Fips nickte, während er sich auf dem Sofa zurücklehnte und seine Beine locker übereinanderschlug. >Weißt du, was ich denke? Sie mögen’s einfach, im Rampenlicht zu stehen. Zeke mit seinem ganzen Sand-Gedöns und Ruhn mit seiner finsteren, mysteriösen Aura. Du bist halt diejenige, die sie beide jetzt in den Fokus stellt. Sie wollen dich beeindrucken, oder zumindest den anderen schlecht aussehen lassen.<

Ich biss mir auf die Lippe und dachte an den Moment auf dem Dach. >Apropos Zeke…< begann ich zögernd. >Ich hab vorhin jemanden mit ihm reden hören. Eine Frau, glaube ich. Als ich zurück ins Haus wollte.<

Fips richtete sich auf und sah mich mit einer Mischung aus Neugierde und einem schiefen Grinsen an. >Ah, die Sandfrau. Hab mich schon gefragt, wann sie wieder auftaucht.<

>Sandfrau?< ich stutzte. >Wer ist das?<

>Zeke hat sie vor... keine Ahnung, einer Ewigkeit erschaffen< erklärte Fips mit einem Schulterzucken. >Er hat ihr Leben aus Sand eingehaucht, weil, nun ja... er ist Zeke. Wahrscheinlich, damit sein seelenloses Herz nicht so allein ist.< Er grinste breit, aber ich sah, dass er es nicht ganz so locker meinte, wie er tat. >Er sagt immer, sie ist nur Sand und Fantasie. Aber...< Fips hielt kurz inne und hob eine Augenbraue. >Manchmal denke ich, sie ist mehr als das. Vielleicht ist sie das einzige, was er jemals erschaffen hat, das ihm wirklich was bedeutet. Na ja, abgesehen von sich selbst.<

Ich starrte ihn einen Moment an, während ich das Gehörte verarbeitete. >Das erklärt so einiges< murmelte ich. >Vielleicht ist das der Grund, warum Zeke sich immer so... verschlossen und distanziert gibt.<

Fips lachte leise. >Zeke verschlossen? Ja, vielleicht. Aber das liegt nicht nur an der Sandfrau, glaub mir. Der Typ hat mehr Mauern als eine Festung. Und wenn du ihn fragst, warum, gibt er dir wahrscheinlich eine poetische Antwort, die sich irgendwie cool anhört, aber am Ende nicht mal er selbst versteht.<

Ich konnte nicht anders, als zu schmunzeln. Fips hatte eine Art, ernste Themen in etwas leichteres zu verwandeln, ohne sie dabei weniger wichtig erscheinen zu lassen. Es tat gut, mit ihm zu reden. >Danke, Fips< sagte ich leise.
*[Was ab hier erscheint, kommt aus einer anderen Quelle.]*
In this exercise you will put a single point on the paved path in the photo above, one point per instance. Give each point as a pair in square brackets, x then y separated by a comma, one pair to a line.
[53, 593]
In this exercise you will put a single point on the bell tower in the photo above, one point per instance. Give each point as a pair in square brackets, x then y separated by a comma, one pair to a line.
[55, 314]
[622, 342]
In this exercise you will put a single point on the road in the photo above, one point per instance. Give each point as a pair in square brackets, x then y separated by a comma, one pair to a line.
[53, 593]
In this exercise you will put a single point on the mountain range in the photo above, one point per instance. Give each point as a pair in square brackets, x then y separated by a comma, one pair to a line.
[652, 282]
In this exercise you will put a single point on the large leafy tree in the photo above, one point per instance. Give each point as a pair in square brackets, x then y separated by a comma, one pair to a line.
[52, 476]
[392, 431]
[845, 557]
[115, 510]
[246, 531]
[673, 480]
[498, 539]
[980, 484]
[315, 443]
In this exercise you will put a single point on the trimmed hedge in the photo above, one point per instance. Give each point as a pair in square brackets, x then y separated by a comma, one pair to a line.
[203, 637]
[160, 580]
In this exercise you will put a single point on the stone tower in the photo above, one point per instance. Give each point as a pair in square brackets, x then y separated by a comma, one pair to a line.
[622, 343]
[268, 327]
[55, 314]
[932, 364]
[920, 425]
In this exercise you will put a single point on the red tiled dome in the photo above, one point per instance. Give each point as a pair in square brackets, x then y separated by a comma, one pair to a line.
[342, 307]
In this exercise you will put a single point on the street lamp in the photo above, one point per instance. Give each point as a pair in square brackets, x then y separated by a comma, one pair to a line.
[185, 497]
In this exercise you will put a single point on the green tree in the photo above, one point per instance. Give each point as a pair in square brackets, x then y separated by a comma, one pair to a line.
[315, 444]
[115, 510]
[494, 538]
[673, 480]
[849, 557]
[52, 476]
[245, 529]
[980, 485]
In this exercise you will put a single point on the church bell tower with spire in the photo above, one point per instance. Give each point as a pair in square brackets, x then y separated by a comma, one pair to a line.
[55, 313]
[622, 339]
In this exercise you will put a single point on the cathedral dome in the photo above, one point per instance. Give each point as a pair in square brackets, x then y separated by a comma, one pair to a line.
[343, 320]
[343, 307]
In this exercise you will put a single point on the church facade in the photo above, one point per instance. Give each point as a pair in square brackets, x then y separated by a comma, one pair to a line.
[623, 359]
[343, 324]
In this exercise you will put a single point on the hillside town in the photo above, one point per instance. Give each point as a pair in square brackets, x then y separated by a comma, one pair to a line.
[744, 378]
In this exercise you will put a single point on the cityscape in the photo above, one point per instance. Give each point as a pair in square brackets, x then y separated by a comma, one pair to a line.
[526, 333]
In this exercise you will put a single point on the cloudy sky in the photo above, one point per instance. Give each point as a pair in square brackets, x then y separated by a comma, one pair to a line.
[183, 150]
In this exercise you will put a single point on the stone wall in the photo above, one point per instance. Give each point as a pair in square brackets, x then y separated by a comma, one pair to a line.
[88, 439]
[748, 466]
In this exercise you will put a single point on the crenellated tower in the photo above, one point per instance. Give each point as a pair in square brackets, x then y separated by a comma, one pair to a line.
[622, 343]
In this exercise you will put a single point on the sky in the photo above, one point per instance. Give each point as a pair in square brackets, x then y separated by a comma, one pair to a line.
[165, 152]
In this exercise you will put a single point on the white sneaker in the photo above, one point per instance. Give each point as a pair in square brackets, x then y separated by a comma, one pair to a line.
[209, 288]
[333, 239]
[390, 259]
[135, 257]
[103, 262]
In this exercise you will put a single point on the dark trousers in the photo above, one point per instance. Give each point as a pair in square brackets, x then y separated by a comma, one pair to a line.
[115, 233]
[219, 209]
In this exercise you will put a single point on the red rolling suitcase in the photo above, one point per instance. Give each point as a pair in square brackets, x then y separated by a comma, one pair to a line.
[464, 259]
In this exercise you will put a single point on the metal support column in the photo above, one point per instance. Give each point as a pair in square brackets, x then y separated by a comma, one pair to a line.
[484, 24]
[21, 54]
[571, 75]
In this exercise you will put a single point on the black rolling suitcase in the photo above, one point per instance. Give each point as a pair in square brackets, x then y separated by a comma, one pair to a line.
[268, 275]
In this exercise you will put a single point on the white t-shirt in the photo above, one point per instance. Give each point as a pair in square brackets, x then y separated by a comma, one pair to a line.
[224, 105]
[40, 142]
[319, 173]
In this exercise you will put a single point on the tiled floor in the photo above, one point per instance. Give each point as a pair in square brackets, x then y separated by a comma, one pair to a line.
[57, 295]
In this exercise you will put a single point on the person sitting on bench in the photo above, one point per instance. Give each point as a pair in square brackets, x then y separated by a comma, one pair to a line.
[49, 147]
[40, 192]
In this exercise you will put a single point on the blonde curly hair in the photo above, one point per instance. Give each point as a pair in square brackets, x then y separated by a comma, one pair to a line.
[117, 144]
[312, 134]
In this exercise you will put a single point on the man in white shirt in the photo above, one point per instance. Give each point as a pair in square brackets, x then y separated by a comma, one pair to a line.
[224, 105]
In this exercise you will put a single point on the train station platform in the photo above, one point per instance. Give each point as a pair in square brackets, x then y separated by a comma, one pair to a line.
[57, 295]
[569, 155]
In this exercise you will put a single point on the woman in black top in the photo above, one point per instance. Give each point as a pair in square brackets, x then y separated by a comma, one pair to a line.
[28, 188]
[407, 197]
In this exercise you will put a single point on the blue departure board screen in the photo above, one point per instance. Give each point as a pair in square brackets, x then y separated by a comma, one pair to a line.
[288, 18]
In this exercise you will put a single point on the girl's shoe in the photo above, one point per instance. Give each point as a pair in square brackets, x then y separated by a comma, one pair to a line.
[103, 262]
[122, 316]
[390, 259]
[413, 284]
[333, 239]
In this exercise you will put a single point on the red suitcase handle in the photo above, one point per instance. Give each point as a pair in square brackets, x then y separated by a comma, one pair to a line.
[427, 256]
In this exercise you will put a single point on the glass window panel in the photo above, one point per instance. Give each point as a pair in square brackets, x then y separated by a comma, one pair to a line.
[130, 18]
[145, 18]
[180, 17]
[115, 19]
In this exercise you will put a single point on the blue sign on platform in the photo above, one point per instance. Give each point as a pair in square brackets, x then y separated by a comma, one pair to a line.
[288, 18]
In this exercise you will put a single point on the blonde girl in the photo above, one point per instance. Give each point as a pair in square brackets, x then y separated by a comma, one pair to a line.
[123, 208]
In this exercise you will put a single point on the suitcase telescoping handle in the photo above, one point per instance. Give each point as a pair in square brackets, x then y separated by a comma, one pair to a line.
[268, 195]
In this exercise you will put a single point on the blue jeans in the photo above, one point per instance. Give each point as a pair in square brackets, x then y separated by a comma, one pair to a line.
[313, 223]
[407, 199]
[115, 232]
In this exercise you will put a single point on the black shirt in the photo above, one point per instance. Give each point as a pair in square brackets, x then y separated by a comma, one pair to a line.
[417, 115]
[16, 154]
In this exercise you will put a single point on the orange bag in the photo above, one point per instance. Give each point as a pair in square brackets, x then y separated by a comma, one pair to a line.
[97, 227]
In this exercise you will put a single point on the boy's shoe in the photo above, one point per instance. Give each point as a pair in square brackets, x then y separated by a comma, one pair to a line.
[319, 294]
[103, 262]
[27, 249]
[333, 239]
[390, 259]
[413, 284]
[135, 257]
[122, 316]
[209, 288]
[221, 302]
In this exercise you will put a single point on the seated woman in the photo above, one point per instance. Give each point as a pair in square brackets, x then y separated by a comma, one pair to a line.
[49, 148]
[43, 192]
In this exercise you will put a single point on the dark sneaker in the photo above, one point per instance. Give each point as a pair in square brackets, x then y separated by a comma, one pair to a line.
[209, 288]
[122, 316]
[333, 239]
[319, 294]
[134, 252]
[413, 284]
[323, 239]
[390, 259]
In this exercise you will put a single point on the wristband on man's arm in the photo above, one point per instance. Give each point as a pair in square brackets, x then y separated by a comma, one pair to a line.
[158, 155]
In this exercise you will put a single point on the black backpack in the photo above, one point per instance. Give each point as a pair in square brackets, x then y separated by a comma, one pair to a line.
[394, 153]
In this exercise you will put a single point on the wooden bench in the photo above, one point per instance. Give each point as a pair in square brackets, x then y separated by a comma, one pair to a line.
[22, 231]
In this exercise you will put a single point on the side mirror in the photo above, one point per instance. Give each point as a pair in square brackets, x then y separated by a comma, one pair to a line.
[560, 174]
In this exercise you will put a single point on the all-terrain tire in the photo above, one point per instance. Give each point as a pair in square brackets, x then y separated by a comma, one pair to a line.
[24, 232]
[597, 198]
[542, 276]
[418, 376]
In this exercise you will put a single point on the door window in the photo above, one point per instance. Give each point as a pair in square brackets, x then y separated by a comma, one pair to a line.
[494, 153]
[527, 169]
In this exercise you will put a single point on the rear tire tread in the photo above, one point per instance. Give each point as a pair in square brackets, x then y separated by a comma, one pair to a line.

>Hey, immer wieder gern< antwortete er und klopfte mir freundschaftlich auf die Schulter. >Aber jetzt mal ehrlich, denk nicht zu viel darüber nach. Egal, was zwischen Zeke und Ruhn abgeht, du scheinst so toll zu sein, dass du beiden den Kopf verdrehst. Und das ist schon was wert.<

Ich lachte, fühlte mich aber auch ein kleines Stück leichter. >Du bist echt unmöglich, weißt du das?<

Fips zwinkerte. >Ja, das ist mein Charme.<

Fips lehnte sich zurück, die Arme hinter dem Kopf verschränkt, während ich noch immer über meine Gedanken nachgrübelte. Es war beruhigend, mit ihm zu reden, aber die ständige Anspannung in meinem Inneren ließ nicht so schnell nach. Fips, der scheinbar nie lange bei einem Thema blieb, wechselte plötzlich das Gespräch.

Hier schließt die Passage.